Lundi dernier, vers 20h30, une patrouille de police remarque le Renault Espace dans lequel monte une Indienne de 29 ans, tout juste arrivée en France pour un stage dans une entreprise parisienne. Son chauffeur, qui n'a pas le permis de conduire, est bien connu des "boers", les policiers chargés du contrôle des taxis, ont précisé les gendarmes.

Lorsque les policiers tentent de le contrôler, le faux taxi s'enfuit, à une "vitesse estimée" de 200 km/h sur l'autoroute A1, en direction de Lille.

400 euros de course

Pensant avoir semé les policiers, il tente de débarquer une première fois sa victime sur la bande d'arrêt d'urgence, mais "voyant la patrouille revenir sur lui", il redémarre en trombe et verrouille les portières, enfermant sa passagère, ont-ils relaté.
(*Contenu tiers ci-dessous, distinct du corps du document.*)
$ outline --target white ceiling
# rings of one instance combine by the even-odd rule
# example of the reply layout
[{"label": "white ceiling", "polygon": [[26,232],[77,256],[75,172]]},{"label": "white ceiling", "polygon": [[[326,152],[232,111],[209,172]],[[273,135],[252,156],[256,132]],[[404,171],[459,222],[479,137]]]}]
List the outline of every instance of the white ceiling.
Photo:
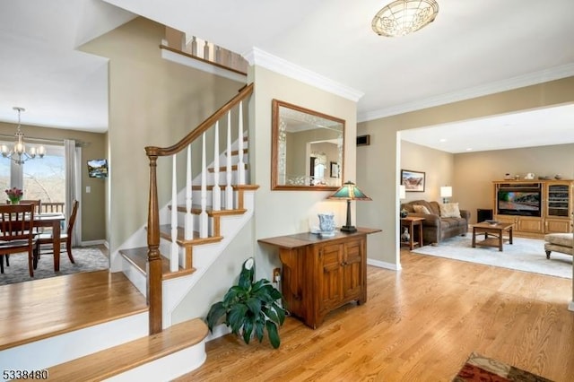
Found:
[{"label": "white ceiling", "polygon": [[[370,30],[386,0],[4,1],[0,120],[15,121],[12,108],[21,106],[27,109],[24,124],[105,131],[106,59],[74,48],[134,14],[239,53],[262,49],[364,93],[358,101],[360,121],[574,75],[574,1],[438,2],[432,24],[388,39]],[[500,126],[514,124],[522,134],[509,143],[522,137],[536,145],[574,142],[571,136],[565,141],[562,123],[569,118],[572,126],[572,109],[555,111],[545,111],[543,136],[536,133],[540,122],[529,123],[530,116],[480,123],[483,134],[472,136],[474,149],[481,150],[483,140],[492,143],[491,125],[500,134]],[[560,140],[546,143],[543,138],[550,139],[554,128]],[[468,127],[457,131],[471,134]],[[429,135],[436,140],[442,135]],[[452,144],[455,135],[447,137]],[[448,150],[468,147],[460,144]]]}]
Distançant à nouveau la police, il dépose la passagère indienne à Survilliers, une commune du Val d'Oise le long de l'A1 à une dizaine de kilomètres au nord de l'aéroport. Il n'hésite par à lui demander "de payer sa course".

La "victime prostrée, obtempère à cette demande et sort le numéraire contenu dans son portefeuille à hauteur de 400 euros", avant de laisser partir le faux taxi, selon les gendarmes.

Elle ira déposer plainte dans la nuit pour "séquestration" et "vol" à la gendarmerie voisine de Fosses. Les enquêteurs ont retrouvé le chauffard, arrêté chez lui vendredi à l'aube à Boulogne-Billancourt (Hauts-de-Seine), en analysant notamment la vidéo-surveillance de l'aéroport.

Il doit être jugé lundi à 13h30 en comparution immédiate au tribunal de grande instance de Pontoise.